If your campaign operates as a call to action, you may think that metrics showing click through rates (CTR) and cost per clicks (CPC) figure large. However, higher numbers do not always equal high performance. You need to have high numbers among the right audience at the best possible time. Rather than focusing on clicks, pay attention to action rates and the cost per each action. This helps you differentiate between ads generating a lot of visits, but few tangible results, and ads generating a lot of results, but fewer total visits.

5. Constant Ad Monitoring

So, you’ve got your campaign running. Your content is created, you’ve got updated content to roll out, you’re on schedule, and you’re thinking “hey, I got this!” Stop! Don’t think that. Never think that. While you should be confident with your successes, never slip into thinking you’ve figured it out. This is a dynamic game, marketing, and you should always be growing and learning. The key to that is constant vigilance.

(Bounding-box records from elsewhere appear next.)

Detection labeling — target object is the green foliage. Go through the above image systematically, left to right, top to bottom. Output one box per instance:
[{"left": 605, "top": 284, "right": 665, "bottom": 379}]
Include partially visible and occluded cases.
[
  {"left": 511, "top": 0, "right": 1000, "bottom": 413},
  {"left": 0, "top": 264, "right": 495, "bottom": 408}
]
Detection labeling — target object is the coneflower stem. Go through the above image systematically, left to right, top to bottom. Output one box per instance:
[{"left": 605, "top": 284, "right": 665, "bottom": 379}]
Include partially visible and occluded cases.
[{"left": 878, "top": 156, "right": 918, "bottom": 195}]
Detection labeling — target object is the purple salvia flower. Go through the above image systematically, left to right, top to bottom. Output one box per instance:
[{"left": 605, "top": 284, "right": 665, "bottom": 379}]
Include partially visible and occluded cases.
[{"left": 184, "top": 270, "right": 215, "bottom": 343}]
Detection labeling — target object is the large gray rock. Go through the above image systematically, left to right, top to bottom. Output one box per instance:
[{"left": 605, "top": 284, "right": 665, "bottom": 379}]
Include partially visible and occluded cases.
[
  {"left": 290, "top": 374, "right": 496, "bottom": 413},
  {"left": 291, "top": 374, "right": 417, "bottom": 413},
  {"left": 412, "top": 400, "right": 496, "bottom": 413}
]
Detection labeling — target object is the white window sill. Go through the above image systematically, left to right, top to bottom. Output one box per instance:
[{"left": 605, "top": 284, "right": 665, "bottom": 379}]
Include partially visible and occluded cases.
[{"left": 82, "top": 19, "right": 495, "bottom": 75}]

Every ad that goes out needs to be monitored, both live and in post-op. Each ad gives you critical data that can help make your next ad even better. Why risk hitting auto-pilot and letting your schedule roll out? What if a random ad you didn’t realize would hit well because previous data indicated it likely wouldn’t suddenly starts bringing in large amounts of visitors with tangible, measurable results? If you aren’t constantly watching, you will miss these lightning-in-a-bottle moments.

The more you keep an eye on your metrics, the sooner you will spot shifts, drops, and other changes. A spike in traffic could indicate a shift in audience or just that something you put out hit the right moment for capturing the zeitgeist. A drop could mean an ad is dead or that you simply placed it in a bad time slot or showed it to the wrong crowd, despite your best efforts. If you don’t keep on top of the data as it comes in, you will miss out on chances to improve your reach.

Take an anecdotal example. At a large convention in Atlanta, GA, a panel/podcast show required the help of a British citizen, one wearing a shark head in this instance, in proper enunciation of British towns. As the panel went on, the “British Shark” quickly became the most popular part of the event and one person in the room got on Twitter and made a British Shark account. Soon, everyone was tweeting to the handle, and, by the end of the convention, people posted several images of the British Shark across the event. Now, the British Shark is a popular meme across the podcast community and call for fun at events, all because one person had the foresight to seize the moment and create one social media account.

Getting your ads to stand out requires a lot of work that, done correctly, will bring you tangible results and a good return on your ad money investment. Don’t get caught in the sea of identical results or with ads that just fade into the page. Use these steps to help make your next campaign the success your business needs to go to the next level.